Tuesday, September 04, 2007

 

The ueberkontrollant bee-atch said, “No more emails”

Yep, "ueberkontrollant" is a word I coined myself. I like it. "Bee-atch" is just an easy plagiarism from my kids' vocabulary. That's the comical, lexical gloss for something deeper and more significant. "Ueberkontrollant" is my transliteration of "Over Controlling" with that negative cachet of stereotypical German caricature- the Nazi officer who insists on having every little thing *his* way. Gene Wilder's Nazis and Nurse Ratchet are classic examples of this caricature. But "over controlling" is a subjective evaluation- one person looks at something and decides that the other person is"over controlling." In some ways, I reckon we're all a bit controlling. What gives this lexical creation some relevant meaning is agreement that "You can't email anyone" is extreme, that it's beyond the normal give-and-take of a marriage's compromises.

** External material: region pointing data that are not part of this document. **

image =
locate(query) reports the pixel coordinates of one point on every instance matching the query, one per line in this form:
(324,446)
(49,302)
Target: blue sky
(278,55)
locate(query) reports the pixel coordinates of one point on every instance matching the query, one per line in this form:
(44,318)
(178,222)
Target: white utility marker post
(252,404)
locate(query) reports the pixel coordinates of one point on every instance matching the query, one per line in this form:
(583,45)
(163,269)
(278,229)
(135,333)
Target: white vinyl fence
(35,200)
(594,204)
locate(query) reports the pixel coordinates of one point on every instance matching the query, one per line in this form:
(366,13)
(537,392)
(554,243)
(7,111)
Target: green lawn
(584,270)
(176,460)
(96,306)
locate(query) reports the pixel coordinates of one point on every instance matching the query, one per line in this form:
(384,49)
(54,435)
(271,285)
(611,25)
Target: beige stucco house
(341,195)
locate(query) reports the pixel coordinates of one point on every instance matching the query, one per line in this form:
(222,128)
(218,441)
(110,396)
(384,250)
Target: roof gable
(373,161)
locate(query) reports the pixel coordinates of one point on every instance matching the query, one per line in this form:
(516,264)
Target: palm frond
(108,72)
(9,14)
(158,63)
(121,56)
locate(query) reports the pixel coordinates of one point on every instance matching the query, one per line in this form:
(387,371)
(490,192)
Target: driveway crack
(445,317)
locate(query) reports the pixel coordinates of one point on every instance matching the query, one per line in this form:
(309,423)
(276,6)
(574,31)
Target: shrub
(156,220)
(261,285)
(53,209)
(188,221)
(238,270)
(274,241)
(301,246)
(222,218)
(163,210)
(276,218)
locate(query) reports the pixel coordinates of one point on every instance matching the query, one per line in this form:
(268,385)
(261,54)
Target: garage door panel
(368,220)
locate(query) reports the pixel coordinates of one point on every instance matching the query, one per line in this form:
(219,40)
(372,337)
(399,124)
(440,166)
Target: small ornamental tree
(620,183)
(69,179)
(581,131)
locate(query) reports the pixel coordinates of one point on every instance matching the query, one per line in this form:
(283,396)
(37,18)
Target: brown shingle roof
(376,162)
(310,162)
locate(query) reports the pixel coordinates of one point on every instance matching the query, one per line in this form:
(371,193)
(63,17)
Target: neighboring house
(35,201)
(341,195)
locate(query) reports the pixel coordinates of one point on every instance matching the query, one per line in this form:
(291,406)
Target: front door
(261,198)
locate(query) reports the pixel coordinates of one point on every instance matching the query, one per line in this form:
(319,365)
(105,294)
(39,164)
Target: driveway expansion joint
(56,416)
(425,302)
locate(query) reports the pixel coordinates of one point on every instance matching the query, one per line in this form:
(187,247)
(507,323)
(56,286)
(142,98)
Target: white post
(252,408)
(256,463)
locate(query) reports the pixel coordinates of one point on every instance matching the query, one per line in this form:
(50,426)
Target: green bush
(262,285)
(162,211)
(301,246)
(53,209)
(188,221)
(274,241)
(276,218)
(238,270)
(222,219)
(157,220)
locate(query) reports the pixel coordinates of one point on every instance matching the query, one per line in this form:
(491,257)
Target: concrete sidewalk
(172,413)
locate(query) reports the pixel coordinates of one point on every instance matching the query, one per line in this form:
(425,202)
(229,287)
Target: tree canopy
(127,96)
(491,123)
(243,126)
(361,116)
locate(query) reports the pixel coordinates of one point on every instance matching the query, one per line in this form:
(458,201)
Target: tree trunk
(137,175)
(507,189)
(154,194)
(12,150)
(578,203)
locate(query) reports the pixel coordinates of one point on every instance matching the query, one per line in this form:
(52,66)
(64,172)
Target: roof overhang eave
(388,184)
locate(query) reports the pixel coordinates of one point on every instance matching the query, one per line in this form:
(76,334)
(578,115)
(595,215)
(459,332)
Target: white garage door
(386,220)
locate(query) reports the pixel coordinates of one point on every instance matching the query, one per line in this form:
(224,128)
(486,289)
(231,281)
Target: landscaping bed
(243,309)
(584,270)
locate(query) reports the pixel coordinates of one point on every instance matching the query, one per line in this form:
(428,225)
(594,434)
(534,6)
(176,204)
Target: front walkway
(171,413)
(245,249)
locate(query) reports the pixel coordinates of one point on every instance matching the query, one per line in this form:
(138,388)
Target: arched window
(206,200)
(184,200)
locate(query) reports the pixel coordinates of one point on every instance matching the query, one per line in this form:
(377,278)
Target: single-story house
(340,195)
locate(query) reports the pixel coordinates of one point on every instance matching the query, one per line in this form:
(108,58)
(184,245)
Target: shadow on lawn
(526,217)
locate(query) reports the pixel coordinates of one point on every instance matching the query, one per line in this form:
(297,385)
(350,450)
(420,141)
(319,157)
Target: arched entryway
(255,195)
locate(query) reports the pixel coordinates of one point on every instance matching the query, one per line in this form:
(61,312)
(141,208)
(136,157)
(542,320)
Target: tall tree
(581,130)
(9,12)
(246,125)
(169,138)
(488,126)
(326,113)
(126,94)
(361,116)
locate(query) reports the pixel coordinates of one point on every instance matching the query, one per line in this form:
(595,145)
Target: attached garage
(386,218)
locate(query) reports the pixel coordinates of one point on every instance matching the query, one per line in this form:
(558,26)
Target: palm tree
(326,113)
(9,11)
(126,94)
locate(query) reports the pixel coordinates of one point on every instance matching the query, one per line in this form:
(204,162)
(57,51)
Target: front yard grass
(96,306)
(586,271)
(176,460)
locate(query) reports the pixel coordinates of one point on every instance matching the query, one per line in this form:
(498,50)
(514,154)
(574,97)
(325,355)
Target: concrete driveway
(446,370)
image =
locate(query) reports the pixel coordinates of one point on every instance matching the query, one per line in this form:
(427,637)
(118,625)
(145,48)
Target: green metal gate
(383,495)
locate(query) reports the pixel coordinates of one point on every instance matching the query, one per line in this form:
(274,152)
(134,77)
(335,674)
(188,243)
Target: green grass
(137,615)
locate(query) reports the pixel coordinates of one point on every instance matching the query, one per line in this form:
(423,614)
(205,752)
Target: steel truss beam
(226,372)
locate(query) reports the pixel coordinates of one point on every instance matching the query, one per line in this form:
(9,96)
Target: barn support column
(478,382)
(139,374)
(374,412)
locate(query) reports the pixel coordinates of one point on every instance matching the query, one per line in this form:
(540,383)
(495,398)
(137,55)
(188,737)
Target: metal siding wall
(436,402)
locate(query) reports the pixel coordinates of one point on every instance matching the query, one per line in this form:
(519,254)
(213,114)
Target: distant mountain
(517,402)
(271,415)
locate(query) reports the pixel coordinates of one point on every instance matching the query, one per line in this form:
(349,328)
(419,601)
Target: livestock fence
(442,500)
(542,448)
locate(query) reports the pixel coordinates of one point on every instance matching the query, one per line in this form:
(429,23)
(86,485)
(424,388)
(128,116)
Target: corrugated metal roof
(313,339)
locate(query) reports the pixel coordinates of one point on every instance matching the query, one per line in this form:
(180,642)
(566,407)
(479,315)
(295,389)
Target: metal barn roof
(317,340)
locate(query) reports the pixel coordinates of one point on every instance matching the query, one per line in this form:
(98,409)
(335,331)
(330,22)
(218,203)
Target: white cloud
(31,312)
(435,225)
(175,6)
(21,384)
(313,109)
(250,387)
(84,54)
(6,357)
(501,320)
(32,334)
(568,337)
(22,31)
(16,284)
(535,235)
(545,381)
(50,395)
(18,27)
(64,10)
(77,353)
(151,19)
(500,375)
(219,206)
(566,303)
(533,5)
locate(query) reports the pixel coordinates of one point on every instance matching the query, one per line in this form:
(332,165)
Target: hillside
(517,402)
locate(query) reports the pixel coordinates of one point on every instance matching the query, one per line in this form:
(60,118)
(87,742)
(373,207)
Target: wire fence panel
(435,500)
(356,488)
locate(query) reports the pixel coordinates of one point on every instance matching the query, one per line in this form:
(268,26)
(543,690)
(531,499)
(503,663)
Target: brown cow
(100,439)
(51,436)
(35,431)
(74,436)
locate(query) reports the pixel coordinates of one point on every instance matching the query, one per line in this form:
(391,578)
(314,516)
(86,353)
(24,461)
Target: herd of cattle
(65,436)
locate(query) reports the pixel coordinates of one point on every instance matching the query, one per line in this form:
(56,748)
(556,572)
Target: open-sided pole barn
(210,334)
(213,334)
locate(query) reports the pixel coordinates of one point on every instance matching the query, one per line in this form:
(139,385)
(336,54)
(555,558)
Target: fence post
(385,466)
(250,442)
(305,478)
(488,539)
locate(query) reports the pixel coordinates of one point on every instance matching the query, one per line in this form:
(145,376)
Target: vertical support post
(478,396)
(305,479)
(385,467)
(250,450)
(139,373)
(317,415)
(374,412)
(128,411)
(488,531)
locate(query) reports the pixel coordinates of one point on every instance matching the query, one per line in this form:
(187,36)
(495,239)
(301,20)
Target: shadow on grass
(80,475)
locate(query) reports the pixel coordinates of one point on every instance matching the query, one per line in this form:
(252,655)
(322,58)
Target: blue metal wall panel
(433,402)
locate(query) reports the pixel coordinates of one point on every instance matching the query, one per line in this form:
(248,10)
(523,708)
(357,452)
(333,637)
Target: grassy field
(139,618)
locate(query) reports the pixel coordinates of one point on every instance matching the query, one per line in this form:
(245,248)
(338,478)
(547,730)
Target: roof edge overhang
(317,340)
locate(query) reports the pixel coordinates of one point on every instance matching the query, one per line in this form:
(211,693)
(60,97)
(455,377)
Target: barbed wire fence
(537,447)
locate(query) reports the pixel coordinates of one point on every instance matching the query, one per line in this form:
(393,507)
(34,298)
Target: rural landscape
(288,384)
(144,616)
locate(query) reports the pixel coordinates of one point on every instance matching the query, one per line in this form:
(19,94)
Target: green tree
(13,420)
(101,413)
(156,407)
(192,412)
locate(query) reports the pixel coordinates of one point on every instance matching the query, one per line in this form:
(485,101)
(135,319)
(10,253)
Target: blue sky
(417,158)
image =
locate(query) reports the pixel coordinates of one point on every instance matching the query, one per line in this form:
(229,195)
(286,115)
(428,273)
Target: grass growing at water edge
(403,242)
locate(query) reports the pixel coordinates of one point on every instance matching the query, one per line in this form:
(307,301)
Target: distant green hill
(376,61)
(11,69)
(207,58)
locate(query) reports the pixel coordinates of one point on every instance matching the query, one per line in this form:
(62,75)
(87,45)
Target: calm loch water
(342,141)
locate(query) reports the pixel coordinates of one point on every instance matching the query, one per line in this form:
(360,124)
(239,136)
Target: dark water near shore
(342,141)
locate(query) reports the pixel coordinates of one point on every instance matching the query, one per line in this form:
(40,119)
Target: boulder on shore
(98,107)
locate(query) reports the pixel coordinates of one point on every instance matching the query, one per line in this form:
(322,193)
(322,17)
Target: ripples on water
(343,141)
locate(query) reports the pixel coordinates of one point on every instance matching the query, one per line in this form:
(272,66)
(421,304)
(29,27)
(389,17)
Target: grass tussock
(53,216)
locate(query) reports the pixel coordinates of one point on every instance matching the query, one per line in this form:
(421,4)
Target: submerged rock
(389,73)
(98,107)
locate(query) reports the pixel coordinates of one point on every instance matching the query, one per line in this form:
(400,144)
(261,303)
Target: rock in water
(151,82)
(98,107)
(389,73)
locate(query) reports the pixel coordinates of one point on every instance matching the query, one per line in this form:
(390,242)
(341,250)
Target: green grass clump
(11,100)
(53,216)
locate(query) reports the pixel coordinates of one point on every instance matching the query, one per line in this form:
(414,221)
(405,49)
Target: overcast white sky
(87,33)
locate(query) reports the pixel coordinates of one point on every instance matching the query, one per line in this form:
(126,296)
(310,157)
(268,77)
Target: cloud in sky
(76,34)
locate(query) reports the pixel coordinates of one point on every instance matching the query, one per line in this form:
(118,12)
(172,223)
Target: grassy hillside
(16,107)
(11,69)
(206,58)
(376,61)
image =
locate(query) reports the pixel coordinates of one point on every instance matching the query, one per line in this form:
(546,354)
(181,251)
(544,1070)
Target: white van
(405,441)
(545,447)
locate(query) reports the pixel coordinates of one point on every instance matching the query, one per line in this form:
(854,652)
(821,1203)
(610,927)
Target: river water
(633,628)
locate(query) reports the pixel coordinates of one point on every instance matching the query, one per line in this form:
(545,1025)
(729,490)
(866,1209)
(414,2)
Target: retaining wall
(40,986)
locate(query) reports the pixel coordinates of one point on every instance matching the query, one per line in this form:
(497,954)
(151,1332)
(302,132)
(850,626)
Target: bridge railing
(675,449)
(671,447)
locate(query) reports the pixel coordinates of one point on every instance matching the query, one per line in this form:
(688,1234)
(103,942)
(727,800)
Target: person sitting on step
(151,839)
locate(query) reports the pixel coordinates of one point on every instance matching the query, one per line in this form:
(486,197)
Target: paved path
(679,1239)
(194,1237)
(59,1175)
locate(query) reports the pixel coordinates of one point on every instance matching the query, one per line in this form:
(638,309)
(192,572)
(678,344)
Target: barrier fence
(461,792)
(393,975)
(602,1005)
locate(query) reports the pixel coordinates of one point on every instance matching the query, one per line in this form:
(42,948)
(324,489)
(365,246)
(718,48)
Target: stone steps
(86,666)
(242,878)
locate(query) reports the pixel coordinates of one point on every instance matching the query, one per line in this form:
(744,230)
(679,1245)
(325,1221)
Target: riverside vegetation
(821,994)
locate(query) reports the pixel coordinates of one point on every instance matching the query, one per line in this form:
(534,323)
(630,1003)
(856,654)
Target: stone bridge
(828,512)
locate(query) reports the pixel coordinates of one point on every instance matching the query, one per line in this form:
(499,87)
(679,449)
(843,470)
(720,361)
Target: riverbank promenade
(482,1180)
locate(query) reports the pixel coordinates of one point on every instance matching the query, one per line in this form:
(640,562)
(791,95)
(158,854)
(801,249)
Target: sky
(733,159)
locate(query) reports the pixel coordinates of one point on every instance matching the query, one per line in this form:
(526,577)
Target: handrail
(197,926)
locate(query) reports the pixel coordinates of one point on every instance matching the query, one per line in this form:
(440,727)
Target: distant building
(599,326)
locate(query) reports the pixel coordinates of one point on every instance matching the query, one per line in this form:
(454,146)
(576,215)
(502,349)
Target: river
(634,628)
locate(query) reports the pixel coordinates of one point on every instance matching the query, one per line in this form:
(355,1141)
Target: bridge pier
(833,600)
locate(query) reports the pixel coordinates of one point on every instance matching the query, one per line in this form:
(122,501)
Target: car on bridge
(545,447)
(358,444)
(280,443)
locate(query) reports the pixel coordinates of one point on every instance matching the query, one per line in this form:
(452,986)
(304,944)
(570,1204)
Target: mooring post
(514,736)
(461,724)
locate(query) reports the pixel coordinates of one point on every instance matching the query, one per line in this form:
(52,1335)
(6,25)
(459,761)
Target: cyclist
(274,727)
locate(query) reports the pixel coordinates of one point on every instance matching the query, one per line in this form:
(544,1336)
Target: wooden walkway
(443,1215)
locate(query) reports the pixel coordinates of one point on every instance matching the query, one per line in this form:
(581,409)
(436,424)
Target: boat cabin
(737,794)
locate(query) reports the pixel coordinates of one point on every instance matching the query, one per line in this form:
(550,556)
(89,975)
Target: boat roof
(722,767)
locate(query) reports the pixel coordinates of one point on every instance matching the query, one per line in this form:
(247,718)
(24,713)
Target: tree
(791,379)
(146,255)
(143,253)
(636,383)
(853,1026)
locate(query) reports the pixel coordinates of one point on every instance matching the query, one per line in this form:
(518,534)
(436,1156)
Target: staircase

In my case, it seems to have been the outcome of her lack of trust- While she didn't say so, her implication was "I can't trust you to refrain from developing a romantic (thus dangerous to our marriage) relationship via emails, so I want you to stop emailing, period." Emails are a form of communication. Communication enables intimacy. Maybe she'd found out for herself how intimate you can be in internet communications and she felt that if I became as intimate as she'd become, that could threaten our marriage.

Yep, I think this could have been a dilemma for her- allow me the freedom to do as I want, potentially finding romance, or restrain my behavior so I'd never stray from marital fidelity. The former could have brought an end to our marriage; the latter shook it beyond repair. If I'd agreed to stop internet communication, she'd have felt better, but only until something else might have come up that she considered a threat- maybe I'd have to work late or I'd want to do some renfaire camping or I'd help a gal at work change her tire. While emails cumulatively constitute intimacy (the more you write, the more you understand the other person), even casual contact- lunch with work folks- can lead to further contact. Pretty soon, anything I do could become an eventual (hence too-real) threat to our marriage. The primal motive in all this could be her insecurity. This could have been her way of saying, "There's so little good about me that any normal man would be looking for something else if he were married to me." If this were so, it would have been very difficult to admit that you're less than worthy.

I don't think this conundrum is sufficient to proclaim her "no internet communication" edict. I think she should have gone to counseling with me and tried to find a way for us to make the marriage better. But she chose not to go. She wanted things her way and no other way. Pity, too, since I think she lost a lot through her intransigence. I lost, too. But I'm not sure the alternative would have made our marriage palatable: If I'd agreed, "OK, no more internet," we'd have remained married technically. But we'd not have been happy. She'd have spent her time watching me for tell-tale signs of infidelity and I'd have chafed at her gumshoe style.

From a perspective of two-plus years, I feel there wasn't another alternative. I don't know how she felt when I refused to stop my emails, but she could have felt I was on the brink of something intimate, something that would have shattered our marriage. I do know that she took half of our money, $100,000, and stashed it somewhere so I wouldn't know where it was.

I agree- a lot depends on one person who's unwilling to communicate. Yep, I think that was Bonnie- several times I tried to get her to go to counseling, but she didn't want to go.

This segs to me a bit- When I wanted to see a counselor with her, part of my motivation included an intense fear of being single. I'd been married for so long that being single petrified me. If I divorced, I'd become a dirty, smelly codger, wandering around in my underwear, eating tuna from a can I'd opened a few days ago, muttering to myself about Martians and cursing people who lived Ozzie and Harriet lives. I think that might have been a slightly irrational but based on an accurate projection of what my life has become. Yep, before, I had a lot of domestic bliss- hearth, family, all the superficial stuff that most people want. Heck, I even had the numbers- 35 years of being married. (I made 36 years, technically, but the last year or two were not very "married.") Since I filed for divorce, I've had the ability to choose what I do based on what I want to do. But I've also had a lot less of the "family" stuff that used to be so endearing. I'm not yet wandering around in my underwear, muttering about Martians, but I'm not the same as I was two years ago. I'm contemplating leaving the area, making biweekly visits with my small son a thing of the past. The pain of seeing him less seems to be diminished but the reasons for the diminished pain are the topic of another post.


Another time, I'll try to talk about what I miss- the illusion of intimacy, the actual intimacy, the romance, the support of internal family love.